Así pues que en esta húmeda mañana en el extranjero, mientras preparo las notas para mi intervención en Plan País, tengo ante mis ojos la pantalla de la computadora abarrotada de portales y redes sociales, allí se refleja todo el zafarrancho de lo que ocurre en Venezuela. Para los más influyentes medios internacionales, ya no cabe la más mínima duda del Golpe de Estado atestado por el régimen dictatorial de Nicolás Maduro a lo poco que quedaba de democracia en Venezuela. Autogolpe o Madurazo, como lo quieran llamar, el dictador y sus secuaces le han disparado cobardemente al corazón del pueblo venezolano. El ABC de Madrid hoy ilustra su primera página con un primer plano de un sudoroso Maduro, la mirada perdida, el gesto descompuesto.

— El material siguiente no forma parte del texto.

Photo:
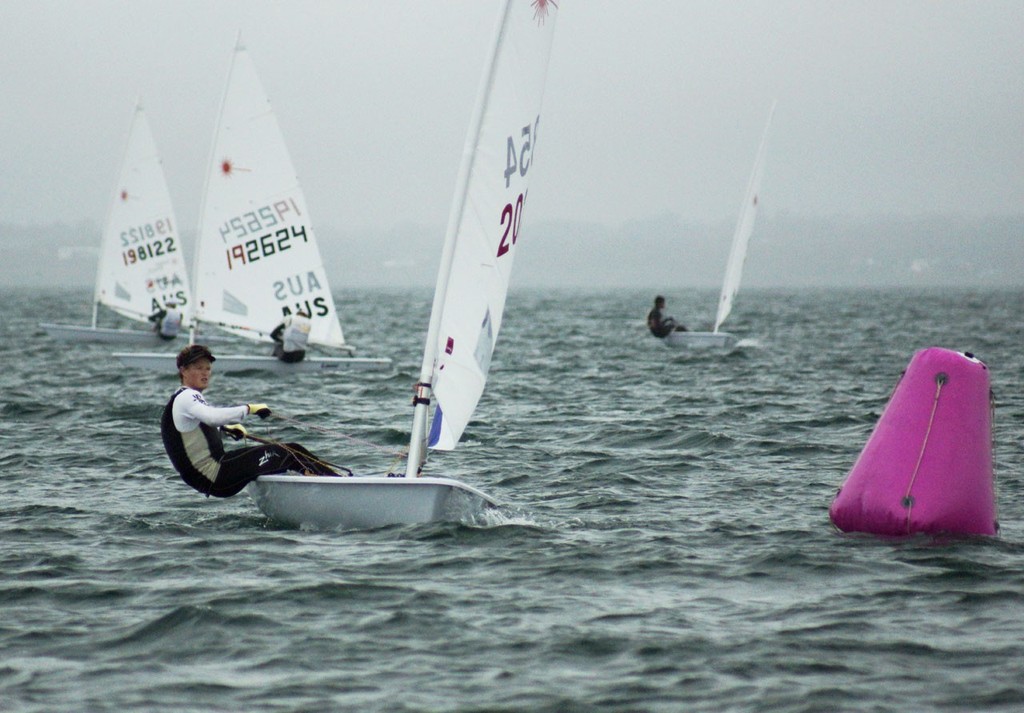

De cuándo es la foto, no lo sé. Pero si se la tomaran hoy seguro sería mucho peor: la de un hombre ruin, desesperado y fuera de sus cabales, dispuesto a arrasar con todo con tal de permanecer en el poder. ¿Mas qué es el poder en esta hora tan dura, menguada y triste? ¿Poder de qué y para qué? Y, sobre todo, ¿por cuánto tiempo? Inventarse una abrupta Corea del Norte en el Caribe es imposible; hace ya mucho que los Castro dejaron de fantasear semejantes despropósitos. ¿Entonces a qué le apuesta el individuo? Y de los que le rodean, ¿cuántos estarán dispuestos a lanzarse con él al precipicio?
En este sentido, es escandaloso y ensordecedor el campanazo que recién ha dado la señora Luisa Ortega Díaz, por fin Fiscal General de la República: con las sentencias 155 y 156 del Tribunal Supremo de la República se ha roto el hilo constitucional. Se ha dado un golpe de estado. ¿Quedará sola la señora Díaz en su posición? ¿Quiénes más del régimen se atreverán a dar un paso adelante? Y, más importante aún, ¿quiénes estarán dispuestos al sacrificio final, quiénes serán los acompañantes en la última hora? Estos -la historia abunda en ejemplos sangrientos y dramáticos- serán los más brutos y desesperados, los más salvajes, las hienas sobre la carroña, y quizá de ellos son estas dentelladas que ya empezamos a sufrir.
Al reloj se le achican las horas. Que la última no nos encuentre desunidos. La historia no perdona.